Nog voor hij uit het park was, opende hij de envelop, en schrok van de grote som die erin zat. Hij telde opgewonden de biljetten, en stelde vast dat hij nog nooit in zijn leven zo rijk was geweest. Hij floot tussen zijn lippen van ontzag, en toen hij omhoogkeek, zag hij lady Thompson die voor haar venster naar hem stond te kijken. Pierre borg het geld weg, alsof zij hem op iets verbodens betrapt had, nam dan zijn hoed af en liep haastig het park uit. Lady Thompson glimlachte en trok zich in haar kamer terug.
Pierre liep naar de winkel voor wintersportuitrustingen aan de overkant van de straat. Hij kocht een volledig skipak: schoenen, kousen, wollen broek, pullover, jak, das en muts, en dan liep hij met het pak terug naar het hotel. Maar onderweg dacht hij aan de smoking: hij had er een thuis, maar die was versleten, en hij had de tijd niet gehad om een nieuwe te kopen. Hij moest het hier doen. Hij liep de straat uit en vond een zaak van herenkleding. Hij paste er een drietal en vond dan de juiste maat. De prijs was schandalig hoog, maar het kon eraf, en hij kocht hem. Hij nam er een valies bij omdat hij het toch zou nodig hebben als hij hier wegging, en dan ging hij met het valies en het pak naar het hotel.
| |
| |
In de hal kwam juist op het ogenblik dat hij binnenging, mevrouw Darnell gejaagd naar buiten gelopen. Ze bonsde tegen Pierre aan, zo heftig dat hij achteroverviel, en voor hij wist wat er gebeurde, was hij omzwermd en omblaft door vijf doghonden die op zijn armen en op zijn schouders en op zijn schoot klauterden, en aan zijn oren kwamen likken, en alles begeleidden met een hysterisch, oorverscheurend gejank en geblaf. Hij zat helemaal verstrikt in de riempjes, waarmee zij vastzaten aan de hand van mevrouw Darnell en terwijl hij zich onthutst uit het kluwen probeerde vrij te werken, hoorde hij mevrouw Darnell gejaagd zeggen:
‘O, mijnheer, hebt u Achilles niet gezien? Hij is al een uur weg. En ik kan hem niet vinden. Nu meende ik hem daarjuist op straat te horen blaffen. Hebt u hem gezien?’

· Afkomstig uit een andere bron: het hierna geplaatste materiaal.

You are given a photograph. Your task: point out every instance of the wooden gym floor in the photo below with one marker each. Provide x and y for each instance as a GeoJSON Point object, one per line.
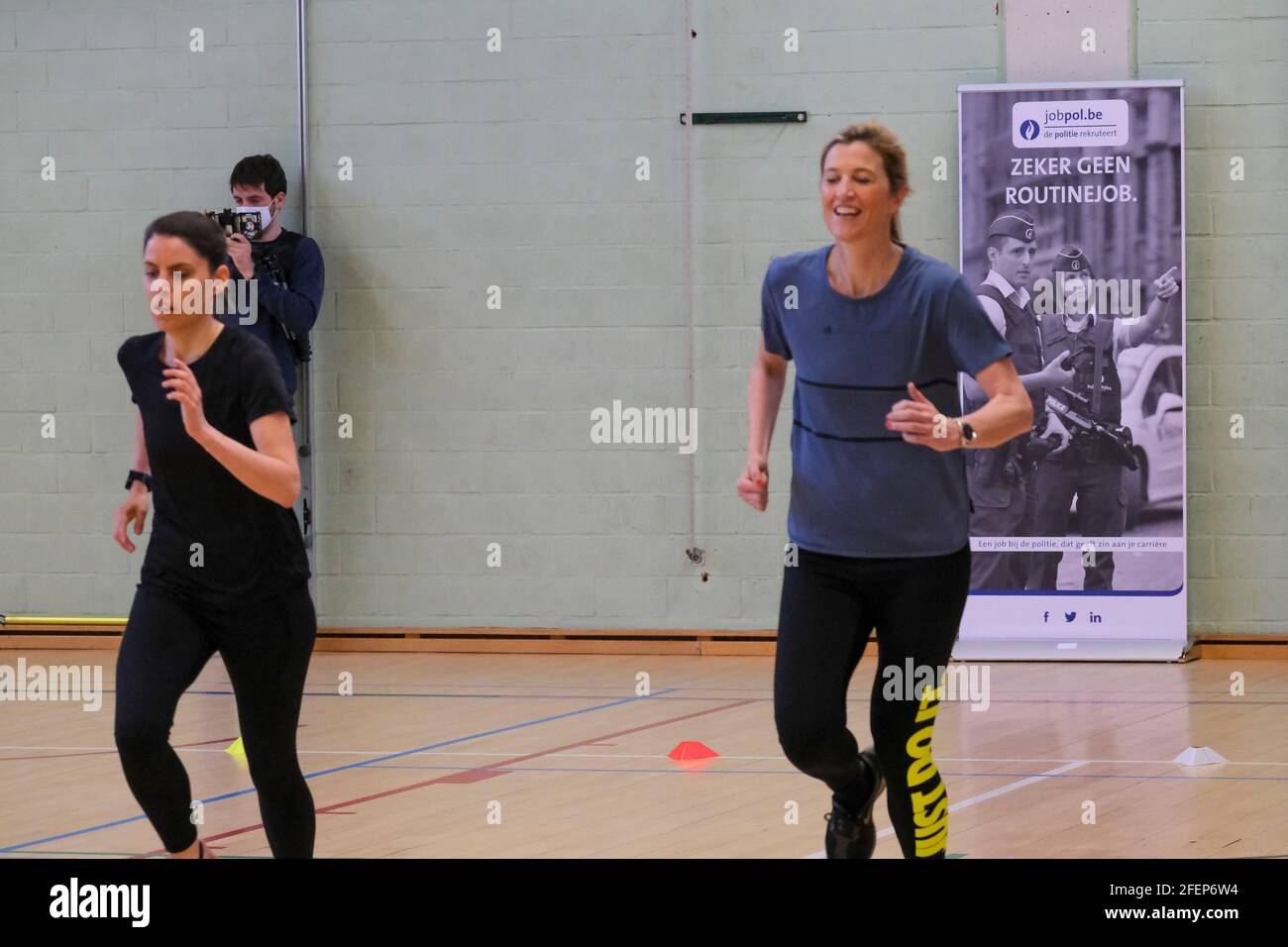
{"type": "Point", "coordinates": [533, 755]}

Een van de andere honden stond op de borst van Pierre en kwam kwispelstaartend aan zijn mond snuffelen. Pierre duwde hem boos van zich weg en kroop overeind. Maar twee van de riempjes waren rond zijn armen geslagen en toen hij opstond, gingen twee honden spartelend mee omhoog en ze schreeuwden en gingen tekeer als gekeelde varkens.
‘O, mijnheer, wees toch voorzichtig!’ riep mevrouw Darnell angstig, terwijl zij haastig de riempjes losmaakte en de honden weer op de grond zette.
Maar dan was er nog een riempje dat rond zijn been zat, en toen hij achteruit trapte om het kwijt te raken, trapte hij een andere hond op de poot, en het was weer een gejank en een gehuil dat horen en zien er bij vergingen. Mevrouw Darnell had alle werk van de wereld om haar dieren sussend te kalmeren, en toen zij ze weer alle vijf aan de band had, vroeg Pierre verstoord:
‘Waarom geeft u ze geen vergif? Het is heel eenvoudig. Ze worden er immers niets van gewaar.’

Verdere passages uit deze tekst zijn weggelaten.